Tuesday, August 2, 2011

Chapati Time

Have you ever noticed that it's the little things in every day life that trigger memories?  Well for me sometimes it's the opposite, it's the major things in my life that often remind me of the little memories that I had forgotten.  For example, I carry my grandmother with me in my heart.  Even though she's been gone for a while, she's right there with me every day, her words of wisdom constantly ringing in my ears.  So the other day, I was thinking of her having been a missionary's kid, living in India until she was 21, and then it made me hungry for Indian food, so I decided I wanted to make chapati (yes, this is how my mind works on a regular basis).

Did you know that if you have this:


You can make these in less than 30 mins?!
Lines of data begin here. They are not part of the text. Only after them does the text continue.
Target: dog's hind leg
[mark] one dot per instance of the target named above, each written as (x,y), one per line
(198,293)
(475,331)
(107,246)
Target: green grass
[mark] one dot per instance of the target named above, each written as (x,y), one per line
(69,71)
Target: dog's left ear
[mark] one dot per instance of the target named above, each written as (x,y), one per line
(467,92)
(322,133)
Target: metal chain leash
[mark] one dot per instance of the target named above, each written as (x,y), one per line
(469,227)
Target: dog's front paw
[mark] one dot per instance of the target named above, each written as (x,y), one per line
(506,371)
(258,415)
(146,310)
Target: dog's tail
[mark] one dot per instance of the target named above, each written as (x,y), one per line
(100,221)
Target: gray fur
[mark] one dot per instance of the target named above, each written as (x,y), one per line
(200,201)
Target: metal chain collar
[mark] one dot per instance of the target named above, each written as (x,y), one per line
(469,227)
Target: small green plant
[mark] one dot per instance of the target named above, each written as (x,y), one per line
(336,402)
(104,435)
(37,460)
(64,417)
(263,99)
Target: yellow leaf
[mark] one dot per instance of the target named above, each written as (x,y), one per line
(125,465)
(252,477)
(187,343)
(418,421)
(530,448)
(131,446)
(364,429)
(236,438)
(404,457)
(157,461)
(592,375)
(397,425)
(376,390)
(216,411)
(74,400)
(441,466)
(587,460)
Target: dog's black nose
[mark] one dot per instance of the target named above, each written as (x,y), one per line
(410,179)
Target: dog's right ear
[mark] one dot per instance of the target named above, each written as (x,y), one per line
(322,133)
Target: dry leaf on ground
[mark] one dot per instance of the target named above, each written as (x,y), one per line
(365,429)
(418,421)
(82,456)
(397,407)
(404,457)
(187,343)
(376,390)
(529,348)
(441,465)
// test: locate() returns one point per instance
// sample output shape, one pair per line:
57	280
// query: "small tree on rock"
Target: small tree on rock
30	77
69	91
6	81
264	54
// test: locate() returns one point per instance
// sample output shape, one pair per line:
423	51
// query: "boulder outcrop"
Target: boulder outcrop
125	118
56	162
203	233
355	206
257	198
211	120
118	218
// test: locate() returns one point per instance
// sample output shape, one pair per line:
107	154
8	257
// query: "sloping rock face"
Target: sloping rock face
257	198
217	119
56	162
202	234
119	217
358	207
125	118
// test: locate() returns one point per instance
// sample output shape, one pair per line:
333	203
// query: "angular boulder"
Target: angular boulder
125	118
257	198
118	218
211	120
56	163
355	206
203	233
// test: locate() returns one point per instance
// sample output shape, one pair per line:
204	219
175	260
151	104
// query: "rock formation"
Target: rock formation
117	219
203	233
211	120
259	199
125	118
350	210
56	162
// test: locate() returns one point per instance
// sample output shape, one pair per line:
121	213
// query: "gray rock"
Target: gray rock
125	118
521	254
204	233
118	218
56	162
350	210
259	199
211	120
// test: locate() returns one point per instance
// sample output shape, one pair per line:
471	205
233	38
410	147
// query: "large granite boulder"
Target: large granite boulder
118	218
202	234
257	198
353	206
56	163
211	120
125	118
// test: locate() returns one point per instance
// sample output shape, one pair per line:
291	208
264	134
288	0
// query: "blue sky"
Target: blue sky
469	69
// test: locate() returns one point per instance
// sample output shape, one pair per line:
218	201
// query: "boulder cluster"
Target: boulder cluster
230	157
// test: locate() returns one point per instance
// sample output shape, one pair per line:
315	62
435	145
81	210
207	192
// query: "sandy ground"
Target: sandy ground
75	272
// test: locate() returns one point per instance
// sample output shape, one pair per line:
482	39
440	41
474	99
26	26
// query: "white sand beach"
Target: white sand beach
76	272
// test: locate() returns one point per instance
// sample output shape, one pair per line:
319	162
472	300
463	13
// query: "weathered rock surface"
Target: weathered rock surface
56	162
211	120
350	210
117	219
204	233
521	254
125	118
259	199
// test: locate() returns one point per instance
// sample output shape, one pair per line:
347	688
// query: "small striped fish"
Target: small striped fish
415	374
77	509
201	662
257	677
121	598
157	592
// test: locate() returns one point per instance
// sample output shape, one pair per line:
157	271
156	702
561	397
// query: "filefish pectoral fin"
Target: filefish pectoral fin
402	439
Here's a recipe for basic Chapati, but feel free to mix in 1/4 t. ground cardamom or curry powder to give it a little flavor.  These flat-breads are very plain on their own.  My husband says that they're somewhere between a tortilla and a pita with regards to texture and taste.  Get creative filling them with whatever you want, from traditional Indian fare to a Caesar salad.

Chapati

2 c Wheat flour (you can use whole wheat flour, white flour or a blend of the two, depending on the texture that you like)
1 t Salt
2 T olive oil
2/3 c liquid, enough to make an elastic dough-this will fluxuate depending on the current humidity. (I've found that about 1/3 c milk and 2/3 c water produces a decently pliable product.  You can add yogurt instead of milk, all milk, all water, etc.  Again, experiment with the proportions until you get a texture that you like)


Instructions

Combine the flour and salt in a mixing bowl outfitted with a dough hook.

Add the olive oil and enough liquid to create an elastic dough that pulls away from the sides of the bowl when you mix it.














 Turn out the dough on a lightly floured surface & knead a few times.  Divide dough into equal balls, depending on the size chapati you desire (smaller if you're dipping them, larger if you're filling them.)  6 balls will yield chapati that is big enough to fill.  Let the dough rest about 5-10 mins (not too long or it will dry out).



 Roll out the dough as thin as you can get it, think tortilla thin.  The dough stretched a bit more as I pulled it off the counter, but with these, the thinner the better.

Heat a griddle to medium and add a little olive oil so that things don't stick.  Place dough disk on the griddle & cook for about 30 seconds or until it starts to brown.




Flip & cook for an additional 30 seconds or so, too long & the chapati will get crispy and brittle.

















Trust me, these are pretty darn easy to make & so versatile that they'll surely become a staple in your lunch box.  I filled mine with a mixture of potatoes, onion, carrots, peas, whole tomatoes and spices...is it lunch time yet?  Enjoy.